Heath, Hills and Holes

One in a series of circular walks issued by Parishes in Barnack Ward

John Clare Country Walks

Start and finish: Barnack, Millstone Inn,

tel. 01780 740296. Refreshments.

Position: about 4 miles from Stamford and 12 miles from Peterborough.

Parking: Roadside in Barnack, off road at Hills and Holes or at Ufford Bridge.
Bus service: hourly from Peterborough and Stamford.

Distance: 4 miles.

Time: about 1 ¾ hours.
OS map: 234 Explorer, 1:25,000.

The Walk


1 Leaving the Millstone Inn, turn left down Millstone Lane, then right into Main Street, noting the attractive stone buildings. Bear right in the square and continue round the bends, passing Bishop‘s Road. Opposite Barnack church, take the footpath to the right of the post office. Walk between the ivy covered walls to the finger post at the end of the path. Follow the direction of the "Footpath" sign, keeping the cricket field wall on the right. Continue behind the bowling green.
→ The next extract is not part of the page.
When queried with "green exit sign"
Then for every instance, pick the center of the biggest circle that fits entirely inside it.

Barnack Church from Hills and Holes2 Go through the kissing gate into the grass field and, keeping the hedge on the left, head for the
wooden post. Follow the direction of the arrow to the white kissing gate opposite the cottages.
Cross the road and take the footpath across the arable field in the direction of Southorpe. The path is usually clearly marked. If not, aim for the farm buildings in the trees.

3 Cross the stile and take the footway through Southorpe village, pausing to look at the 2 lumps of limestone on the right by the telephone box. Then cross over the road by the signpost to Southorpe Meadow Nature Reserve. Continue through the village, carrying on if desired over the old bridge to visit Southorpe Paddock.


4 Look for the public bridleway sign just before the last farm, and go through the gate into the grass field. Keeping the wall to the left, head for the gateway. The arrow on the post shows the
direction over the next grass field. Aim for the far corner where there is an ash tree beside the
gate. This straight section is part of the old Roman road, Ermine Street. Continue, with an arable field to the left and a hedge or wall on the right until the path is joined by a hard track and then the Walcot wall comes into view. At this point you may hear the noise of planes from Wittering and traffic on the A1. Keep the Walcot wall on the right and pause to look at Walcot Hall in the distance at the end of an avenue of lime trees.

5 Soon after, go through the white gate and turn right on to the footpath, still keeping Walcot wall
on the right and an arable field on the left, to the gate into Hills and Holes.This route is designed to keep the best until last! You may decide to spend some time exploring the Hills and Holes. The board at this entrance shows a "Limestone Walk" but there are many other paths. Other information boards give details of the flora and fauna. If you prefer to continue the walk, keep Walcot wall on the right as far as the gate opposite the cricket field.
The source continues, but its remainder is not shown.